Path B - Custom rollout_func with CUDA_LAUNCH_BLOCKING=1. Re-run the rollout_func setup with synchronous CUDA so the next assert points at the actual line. Probably reveals an OOV-token issue we can clip defensively in the rollout_func itself.

I'm currently on Path A - already reverted the script, prompt now hard-pushes XML format, env_factory back in place. Restart kernel, push the revert, see what happens.

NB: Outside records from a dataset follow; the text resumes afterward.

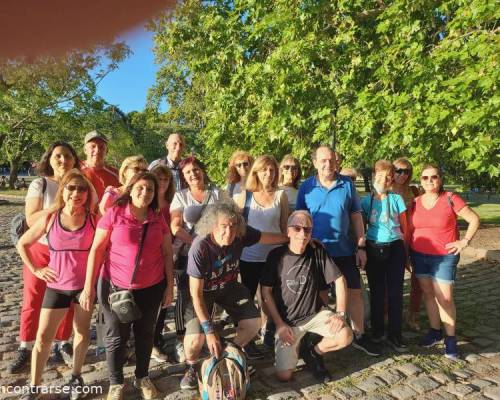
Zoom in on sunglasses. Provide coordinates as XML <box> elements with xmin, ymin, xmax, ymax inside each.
<box><xmin>64</xmin><ymin>185</ymin><xmax>89</xmax><ymax>193</ymax></box>
<box><xmin>290</xmin><ymin>225</ymin><xmax>312</xmax><ymax>235</ymax></box>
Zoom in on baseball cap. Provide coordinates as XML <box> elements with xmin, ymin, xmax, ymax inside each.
<box><xmin>83</xmin><ymin>130</ymin><xmax>108</xmax><ymax>144</ymax></box>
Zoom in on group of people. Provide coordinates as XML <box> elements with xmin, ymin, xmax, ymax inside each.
<box><xmin>10</xmin><ymin>131</ymin><xmax>479</xmax><ymax>400</ymax></box>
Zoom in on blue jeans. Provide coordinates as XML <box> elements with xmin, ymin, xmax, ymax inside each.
<box><xmin>410</xmin><ymin>250</ymin><xmax>460</xmax><ymax>285</ymax></box>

If Path A also fails, the fallback is to skip Qwen2.5-Coder entirely and use a smaller Qwen3 model (which TRL's parser knows natively) for the GRPO comparison. Less interesting story but faster path to a working number.


What I'd do differently

  • Pick a model TRL natively supports for the tool-calling format. Qwen3 (any size) instead of Qwen2.5-Coder. The format mismatch ate hours.
  • Rule out vLLM sleep_mode + LoRA from the start. This combo is fragile. Either disable sleep mode and pay the memory cost, or pick a smaller model that fits comfortably without sleeping.
  • Test the SFT model on the env before spending eval budget. 53 trajectories was always going to be a tight regime; an early in-process smoke test with eval_lora.py on 4-5 tasks would have set expectations correctly.
  • Trackio rename, not delete, for failed runs. The office-doc-grpo project on Trackio has a 0-reward run that's evidence of the format-mismatch issue, not waste. It stays as -attempt1.

What still needs to happen

  • A successful GRPO run end-to-end (any path) with non-zero reward curve in Trackio.
  • Eval the GRPO'd model on the 22-task held-out split. Fill in the leaderboard's "GRPO" row.
  • Fair comparison: GRPO from base + fresh LoRA vs GRPO from SFT'd adapter. Both runs need to use the same prompt format and rollout path so the comparison is real.
  • Tighten the dashboard - add a Trackio embed in the dashboard once GRPO is producing curves worth showing.